But Toyota is expected to overtake the nearly bankrupt General Motors this year as the world's largest automaker. While GM and Ford are closing factories and losing billions of dollars annually, Toyota is expanding at a red-hot pace around the world.

For years, Toyota recorded solid growth because of its dependable, fuel-efficient cars such as the Camry.

Then, in the 1990s, while U.S. automakers were building bigger and bigger SUVs and trucks, Toyota threw itself into hybrid gasoline-electric research, investing more than $1 billion in the then-little-known field.

Executives at GM, Ford and Daimler-Chrysler derided the hybrids as money-losers and lagged in producing their own models. Toyota pressed ahead, and its resulting hybrids -- the Prius, the Highlander SUV and Lexus RX400h, as well as a half-dozen other hybrid models sold only in Japan -- now dominate the market, accounting for about 80 percent of U.S. hybrid sales.

Hybrids make up only 3 percent of Toyota's overall world sales, but the buzz resulting from their success has added to Toyota's public image as a trend leader.

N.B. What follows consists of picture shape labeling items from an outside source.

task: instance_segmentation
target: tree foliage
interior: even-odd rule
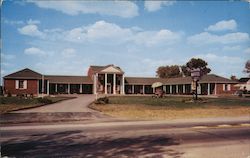
[[[231,80],[234,80],[234,81],[237,81],[237,80],[238,80],[237,77],[236,77],[235,75],[232,75],[232,76],[230,77],[230,79],[231,79]]]
[[[201,73],[202,75],[206,75],[208,74],[211,69],[207,67],[207,62],[204,61],[203,59],[200,58],[192,58],[190,59],[187,63],[186,63],[186,69],[188,71],[188,73],[186,74],[187,76],[190,76],[190,70],[191,69],[197,69],[200,68],[201,69]]]
[[[156,73],[157,76],[160,78],[171,78],[181,76],[178,65],[160,66],[158,67]]]
[[[250,60],[246,62],[244,72],[250,73]]]
[[[173,77],[181,77],[191,76],[190,70],[193,68],[200,68],[202,71],[202,75],[208,74],[211,69],[207,67],[207,62],[200,58],[192,58],[185,65],[167,65],[158,67],[156,73],[160,78],[173,78]],[[181,71],[180,71],[181,68]]]

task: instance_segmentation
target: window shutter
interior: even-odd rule
[[[23,89],[27,89],[27,80],[23,81]]]
[[[16,86],[16,89],[19,89],[19,80],[16,80],[15,86]]]

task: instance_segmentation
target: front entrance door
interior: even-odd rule
[[[108,84],[107,84],[107,90],[108,90],[108,94],[111,94],[111,93],[112,93],[112,86],[111,86],[111,83],[108,83]]]

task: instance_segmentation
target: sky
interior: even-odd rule
[[[244,1],[13,1],[1,7],[1,75],[87,75],[114,64],[125,76],[202,58],[211,73],[243,73],[250,59]]]

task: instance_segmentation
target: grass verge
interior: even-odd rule
[[[250,100],[246,99],[206,98],[197,103],[186,100],[182,97],[110,97],[109,104],[90,107],[114,117],[146,120],[250,115]]]

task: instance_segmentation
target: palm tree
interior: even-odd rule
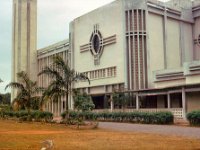
[[[38,107],[38,102],[40,96],[37,93],[42,90],[37,86],[37,82],[29,79],[26,72],[21,71],[17,73],[19,82],[10,82],[5,89],[8,87],[17,89],[17,96],[13,100],[12,104],[17,104],[21,109],[27,109],[30,113],[31,109],[36,109]]]
[[[80,80],[87,80],[88,77],[82,73],[77,73],[71,69],[67,63],[60,57],[53,57],[52,66],[46,66],[38,76],[45,74],[51,78],[51,82],[43,93],[43,98],[58,100],[61,96],[66,96],[66,110],[69,110],[68,95],[72,92],[72,84]]]

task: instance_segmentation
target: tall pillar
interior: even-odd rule
[[[182,88],[182,106],[183,106],[183,118],[186,119],[186,95],[185,88]]]
[[[21,71],[37,81],[37,0],[13,0],[12,22],[12,82]],[[11,89],[11,101],[16,94]]]
[[[170,109],[171,108],[171,100],[170,100],[170,94],[167,94],[167,108]]]
[[[53,101],[51,101],[51,112],[54,113],[54,109],[53,109]]]
[[[60,101],[61,101],[61,98],[59,98],[58,99],[58,116],[60,116],[60,112],[61,112],[61,110],[60,110]]]
[[[113,96],[110,95],[110,111],[113,112],[114,110],[114,101],[113,101]]]
[[[139,95],[136,94],[136,110],[139,110]]]

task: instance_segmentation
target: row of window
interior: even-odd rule
[[[87,76],[89,79],[99,79],[99,78],[115,77],[117,75],[117,70],[116,67],[109,67],[109,68],[84,72],[83,74]]]

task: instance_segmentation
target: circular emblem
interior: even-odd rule
[[[93,55],[99,55],[102,52],[102,36],[99,31],[92,33],[91,38],[91,52]]]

"Toyota is willing to make investments to gain technological capability, not just for guaranteed returns on investment, like the Big Three," said Jeffrey Liker, the author of a recent book, "The Toyota Way."

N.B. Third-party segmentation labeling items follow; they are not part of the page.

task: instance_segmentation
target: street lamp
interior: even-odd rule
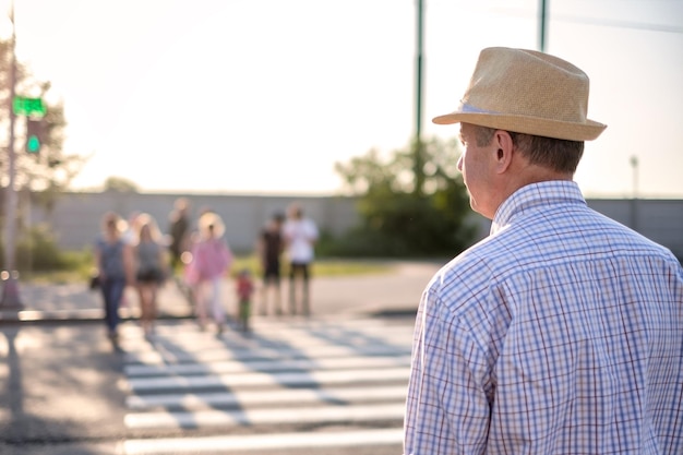
[[[631,227],[638,230],[638,157],[631,157],[631,167],[633,168],[633,197],[631,199]]]

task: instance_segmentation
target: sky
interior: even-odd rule
[[[422,137],[448,140],[458,127],[431,119],[457,107],[482,48],[539,49],[540,1],[423,5]],[[546,51],[588,74],[588,117],[608,124],[586,143],[584,193],[683,197],[683,1],[547,5]],[[119,177],[143,192],[331,195],[335,163],[416,134],[417,0],[14,0],[14,11],[19,60],[64,104],[64,152],[89,156],[75,190]]]

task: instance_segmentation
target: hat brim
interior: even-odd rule
[[[214,227],[214,236],[216,238],[223,237],[223,235],[225,234],[225,224],[223,223],[223,219],[220,219],[218,215],[211,212],[200,216],[197,225],[200,228],[200,234],[204,238],[208,238],[209,226]]]
[[[496,130],[512,131],[515,133],[534,134],[538,136],[563,139],[567,141],[592,141],[607,128],[606,124],[594,120],[585,123],[573,123],[559,120],[549,120],[538,117],[510,116],[490,112],[462,112],[455,111],[445,116],[434,117],[432,122],[436,124],[471,123],[480,127],[494,128]]]

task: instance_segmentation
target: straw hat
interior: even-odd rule
[[[218,214],[214,212],[206,212],[202,216],[200,216],[197,225],[200,228],[200,235],[205,239],[208,238],[208,230],[212,226],[214,228],[214,237],[221,237],[225,232],[225,225],[223,224],[223,219]]]
[[[607,125],[587,119],[588,86],[586,73],[558,57],[526,49],[487,48],[479,55],[460,106],[433,122],[466,122],[591,141]]]

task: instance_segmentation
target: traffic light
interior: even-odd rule
[[[26,152],[38,153],[45,142],[43,120],[26,119]]]

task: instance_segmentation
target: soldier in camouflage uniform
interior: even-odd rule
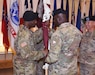
[[[67,22],[64,10],[55,10],[53,16],[54,25],[58,28],[51,36],[49,54],[45,60],[51,63],[49,75],[78,75],[77,49],[82,33]]]
[[[26,11],[23,18],[24,25],[20,26],[15,40],[14,75],[37,75],[37,61],[45,57],[48,52],[35,48],[35,45],[42,40],[42,30],[37,30],[35,27],[37,14]]]
[[[80,44],[80,75],[95,75],[95,16],[86,18],[86,33]]]

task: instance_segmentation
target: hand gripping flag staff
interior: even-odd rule
[[[43,27],[43,37],[44,37],[44,46],[45,49],[48,49],[48,27],[46,26],[45,22],[50,19],[51,10],[50,10],[50,0],[43,0],[44,6],[44,14],[42,20],[42,27]],[[49,64],[45,63],[43,69],[45,69],[45,75],[48,75],[48,66]]]

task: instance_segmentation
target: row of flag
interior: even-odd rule
[[[62,8],[67,11],[69,22],[80,29],[81,18],[93,15],[94,3],[93,0],[3,0],[2,32],[4,46],[6,49],[10,46],[14,48],[14,40],[19,30],[19,25],[23,23],[22,16],[26,10],[38,12],[39,18],[43,21],[40,24],[44,28],[44,21],[47,21],[46,18],[49,18],[52,10]],[[87,5],[89,6],[86,7]],[[88,13],[83,11],[83,8],[87,9]],[[47,42],[48,31],[45,28],[43,31],[45,33],[44,39]]]

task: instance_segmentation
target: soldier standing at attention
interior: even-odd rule
[[[42,30],[36,27],[37,13],[26,11],[24,24],[20,26],[15,40],[14,75],[37,75],[37,61],[45,57],[46,50],[36,50],[35,45],[42,40]]]
[[[80,44],[80,75],[95,75],[95,16],[85,18],[86,32]]]
[[[53,21],[57,28],[50,39],[50,50],[46,62],[49,66],[49,75],[78,75],[77,49],[82,33],[67,22],[66,11],[53,11]]]

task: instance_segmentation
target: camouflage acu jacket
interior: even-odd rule
[[[49,75],[77,75],[77,49],[82,33],[73,25],[63,23],[50,39],[46,62]]]
[[[42,30],[32,32],[22,25],[15,40],[14,75],[36,75],[37,61],[45,55],[35,45],[42,40]]]
[[[95,30],[92,33],[87,32],[83,35],[80,44],[79,62],[95,65]]]

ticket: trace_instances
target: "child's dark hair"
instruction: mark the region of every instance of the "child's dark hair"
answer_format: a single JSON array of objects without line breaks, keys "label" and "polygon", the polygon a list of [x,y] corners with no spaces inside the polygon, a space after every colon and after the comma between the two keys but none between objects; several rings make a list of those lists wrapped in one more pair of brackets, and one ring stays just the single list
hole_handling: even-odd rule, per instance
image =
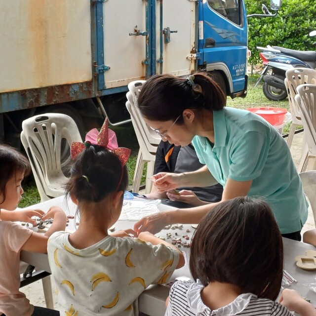
[{"label": "child's dark hair", "polygon": [[28,176],[31,172],[30,162],[27,158],[14,148],[3,144],[0,144],[0,194],[2,203],[5,199],[5,185],[17,172]]},{"label": "child's dark hair", "polygon": [[109,193],[126,190],[125,166],[111,150],[91,145],[76,158],[70,170],[66,194],[79,201],[99,202]]},{"label": "child's dark hair", "polygon": [[[226,97],[219,85],[206,73],[194,75],[194,85],[187,78],[156,75],[145,82],[138,96],[138,107],[150,120],[175,120],[186,109],[221,110]],[[181,124],[180,117],[177,123]]]},{"label": "child's dark hair", "polygon": [[242,293],[275,300],[283,273],[283,244],[273,213],[264,201],[236,198],[201,221],[191,250],[195,279],[229,283]]}]

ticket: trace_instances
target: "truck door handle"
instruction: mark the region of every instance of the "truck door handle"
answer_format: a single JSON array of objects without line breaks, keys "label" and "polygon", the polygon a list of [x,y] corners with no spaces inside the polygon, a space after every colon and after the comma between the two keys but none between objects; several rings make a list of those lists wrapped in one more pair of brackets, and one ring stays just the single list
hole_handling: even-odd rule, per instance
[{"label": "truck door handle", "polygon": [[170,43],[170,33],[177,33],[177,31],[170,31],[170,28],[164,28],[162,31],[162,34],[164,35],[164,42],[165,44]]},{"label": "truck door handle", "polygon": [[137,30],[137,25],[135,26],[135,28],[134,29],[134,33],[128,34],[129,36],[139,36],[140,35],[141,35],[142,36],[146,36],[147,34],[148,33],[147,31],[141,32],[139,30]]}]

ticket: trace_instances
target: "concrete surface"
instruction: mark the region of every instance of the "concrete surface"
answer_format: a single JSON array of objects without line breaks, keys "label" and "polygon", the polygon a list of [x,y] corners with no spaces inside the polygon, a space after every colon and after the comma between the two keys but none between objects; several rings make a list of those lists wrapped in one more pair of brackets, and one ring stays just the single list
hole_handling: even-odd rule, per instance
[{"label": "concrete surface", "polygon": [[[298,166],[301,159],[302,145],[303,142],[303,133],[300,133],[294,135],[293,140],[291,147],[291,153],[296,166]],[[313,160],[314,161],[313,161]],[[316,159],[310,160],[308,167],[308,170],[316,169]],[[305,223],[302,230],[302,234],[307,230],[315,228],[314,216],[312,210],[309,209],[309,216],[307,221]],[[27,297],[30,300],[31,304],[42,307],[45,307],[45,301],[43,294],[41,281],[38,281],[25,286],[21,291],[25,293]],[[58,304],[56,297],[54,298],[55,300],[55,307],[58,309]]]}]

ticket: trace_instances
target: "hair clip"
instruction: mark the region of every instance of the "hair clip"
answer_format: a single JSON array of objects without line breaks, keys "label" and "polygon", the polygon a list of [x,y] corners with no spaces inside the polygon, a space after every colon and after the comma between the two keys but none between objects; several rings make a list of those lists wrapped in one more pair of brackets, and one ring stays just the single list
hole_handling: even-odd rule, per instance
[{"label": "hair clip", "polygon": [[194,88],[196,85],[196,84],[194,83],[194,81],[193,81],[195,79],[196,79],[196,78],[194,77],[194,76],[193,76],[193,75],[190,75],[188,77],[188,83],[193,87]]},{"label": "hair clip", "polygon": [[84,175],[82,175],[82,178],[84,178],[84,179],[85,179],[86,182],[89,183],[89,179],[88,179],[88,177],[87,177],[86,176],[85,176]]},{"label": "hair clip", "polygon": [[85,135],[85,141],[84,143],[73,142],[70,149],[72,159],[75,159],[86,147],[90,147],[91,144],[98,145],[112,151],[118,157],[122,165],[125,165],[130,155],[131,150],[124,147],[118,147],[115,133],[109,129],[108,124],[107,118],[100,130],[100,132],[96,128],[93,128]]}]

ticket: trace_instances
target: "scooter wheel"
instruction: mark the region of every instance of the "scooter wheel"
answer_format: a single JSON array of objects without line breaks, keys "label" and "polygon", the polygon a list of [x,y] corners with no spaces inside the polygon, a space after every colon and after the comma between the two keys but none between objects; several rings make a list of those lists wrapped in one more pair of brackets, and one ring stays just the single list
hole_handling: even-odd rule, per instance
[{"label": "scooter wheel", "polygon": [[287,96],[287,92],[285,90],[273,87],[266,82],[264,82],[262,86],[262,91],[266,97],[272,101],[284,100]]}]

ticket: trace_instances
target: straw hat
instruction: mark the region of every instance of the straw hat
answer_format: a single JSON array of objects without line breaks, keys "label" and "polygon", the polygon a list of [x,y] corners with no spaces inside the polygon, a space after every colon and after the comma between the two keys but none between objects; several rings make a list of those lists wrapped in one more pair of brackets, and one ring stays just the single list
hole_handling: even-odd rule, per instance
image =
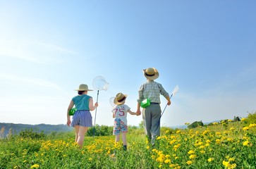
[{"label": "straw hat", "polygon": [[143,70],[144,75],[148,80],[155,80],[159,76],[159,73],[157,70],[154,68],[149,68]]},{"label": "straw hat", "polygon": [[92,89],[88,89],[88,86],[85,84],[81,84],[79,85],[78,89],[75,89],[76,91],[93,91]]},{"label": "straw hat", "polygon": [[118,93],[114,99],[114,103],[116,105],[123,104],[126,102],[127,94]]}]

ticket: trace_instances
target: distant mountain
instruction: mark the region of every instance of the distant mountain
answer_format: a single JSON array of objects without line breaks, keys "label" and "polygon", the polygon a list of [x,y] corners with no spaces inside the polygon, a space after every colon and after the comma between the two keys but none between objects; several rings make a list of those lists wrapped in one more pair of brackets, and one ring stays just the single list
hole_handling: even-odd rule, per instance
[{"label": "distant mountain", "polygon": [[0,123],[0,136],[4,135],[4,137],[5,137],[6,134],[8,134],[11,129],[12,130],[13,134],[18,134],[18,133],[20,133],[21,131],[30,129],[32,129],[34,132],[43,132],[47,134],[53,132],[70,132],[73,130],[73,127],[68,127],[66,125],[24,125]]}]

"Toyota believes that, 10 years from now, its hybrid technology will be like the Windows platform is now -- most cars will be a version of hybrid," said Liker, a professor of industrial and operations engineering at the University of Michigan. That gamble is "probably correct," he added.

In many ways, the Prius project appears to be a textbook example of Toyota's much-vaunted, much-imitated internal management system and its mantra of kaizen, or continuous improvement, in which top executives steadily ratchet up performance standards for their employees, while also listening closely to suggestions and emphasizing consensus.

The project was the brainchild of Toyota's chairman at the time, Eiji Toyoda, a member of the company's controlling family.